La fiesta,  al finalizar el homenaje central del recorrido, viró hacia un instante aguardado. La orden que estremece a la formación: “Peregrinos, carguen” no tuvo el elegante arrebato de ocasiones anteriores. La maniobra del relevo se ejecutó con extremo cuidado. Los hombres eran novatos y requerían ayuda extraordinaria para asumir el peso del madero. La viga fue demasiado lacerante para un voluntario que la soportó con el antebrazo derecho y la mano izquierda, en un gesto de acrobático sacrificio.

La carga resultó ligera porque el trecho fue corto. El tramo final estaba a la vista. La calle 18, donde solo se encontró un ornamento que recibiera a la Virgen, encajonó el regreso.  Afortunadamente, al Occidente aguardaba una explanada atestada por miles de personas que buscaban afanadas el alquiler de una butaca. En las tiendas y cafés había tres filas de arrumados en cada lugar disponible porque la sombra desaparecía de prisa. Para cuando La Chinca ocupó su puesto junto al atrio de la basílica, el astro rey llegaba con puntualidad canicular al medio día. La mujer vestida de sol, con la luna bajo sus pies, y una corona sobre su cabeza recibió el aplauso de sus hijos.

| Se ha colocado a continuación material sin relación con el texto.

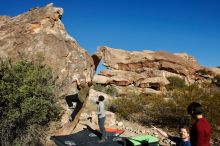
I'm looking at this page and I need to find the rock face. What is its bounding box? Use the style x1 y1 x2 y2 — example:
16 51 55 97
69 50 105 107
93 46 203 93
0 4 95 134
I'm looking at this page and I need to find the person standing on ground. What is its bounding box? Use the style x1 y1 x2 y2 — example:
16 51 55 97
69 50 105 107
187 102 211 146
96 95 106 142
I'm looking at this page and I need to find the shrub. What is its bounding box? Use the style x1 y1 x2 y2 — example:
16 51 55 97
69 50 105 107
166 76 186 90
0 60 59 145
112 85 220 141
93 83 118 96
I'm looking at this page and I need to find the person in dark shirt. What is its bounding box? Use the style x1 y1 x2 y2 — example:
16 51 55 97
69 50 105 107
154 126 191 146
187 102 211 146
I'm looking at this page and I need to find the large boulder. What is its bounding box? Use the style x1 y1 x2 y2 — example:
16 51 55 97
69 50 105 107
0 4 95 134
93 46 204 93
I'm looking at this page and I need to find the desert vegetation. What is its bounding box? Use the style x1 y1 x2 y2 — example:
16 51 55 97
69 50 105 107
93 83 118 96
109 78 220 142
0 59 59 146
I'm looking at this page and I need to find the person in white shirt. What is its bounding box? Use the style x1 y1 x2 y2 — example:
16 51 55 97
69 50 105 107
96 95 106 142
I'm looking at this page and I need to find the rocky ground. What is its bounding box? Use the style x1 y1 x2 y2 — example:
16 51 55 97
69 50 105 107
68 98 174 146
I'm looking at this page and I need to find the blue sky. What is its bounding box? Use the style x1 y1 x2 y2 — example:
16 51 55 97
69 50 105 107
0 0 220 66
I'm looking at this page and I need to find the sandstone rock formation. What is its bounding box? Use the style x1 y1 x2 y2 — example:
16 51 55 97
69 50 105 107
0 4 95 134
93 46 203 93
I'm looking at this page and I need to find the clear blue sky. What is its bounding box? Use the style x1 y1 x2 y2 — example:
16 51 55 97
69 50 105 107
0 0 220 66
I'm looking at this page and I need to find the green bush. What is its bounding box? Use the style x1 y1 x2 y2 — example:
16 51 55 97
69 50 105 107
0 60 59 145
93 83 118 96
166 76 186 90
110 85 220 141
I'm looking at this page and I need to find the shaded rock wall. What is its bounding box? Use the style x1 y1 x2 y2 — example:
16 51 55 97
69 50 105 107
0 4 95 134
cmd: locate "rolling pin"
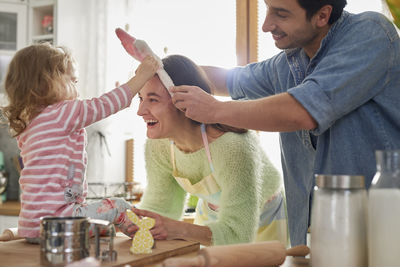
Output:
[163,241,310,267]
[0,228,22,241]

La santa misa comenzó cuando 60 mil almas se persignaron en un sincronizado acto de humildad. La incandescencia de la palabra llegaba a un vecindario amontonado entre los ropajes que funcionaban como hornos.

El bluyín del redactor tuvo que ser regado con un líquido saborizado para evitar que la piel se ampollara. El agua, en esa  celebración campal, llegaba tibia a la garganta. El acaloramiento hacia estragos entre los niños y sus madres que no encontraban la forma de calmar sus llantos. En esa caldera de circunstancias e incomodidades se escuchaba nítida la homilía. Los ecos de la predica ayudaban a fermentar en los párvulos inquietos la raza de los caminantes, el otro Israel.

La fatiga, trasnochada y hambrienta, participó en la cena del Señor. La ceremonia incluyó tres canciones del niño Fabby Martínez que seguía promocionando su canción estelar Oh Madre clemente y pía.


A la una y media de la tarde, monseñor Sánchez Aponte impartió una bendición especial que donó una doble indulgencia plenaria. El indulto a la culpa, rezago del pecado, llegó por el octingentésimo aniversario de la Orden de Predicadores y el Año de la Misericordia. Fue un premio celestial porque Chiquinquirá es la casa de María, la llena de gracias.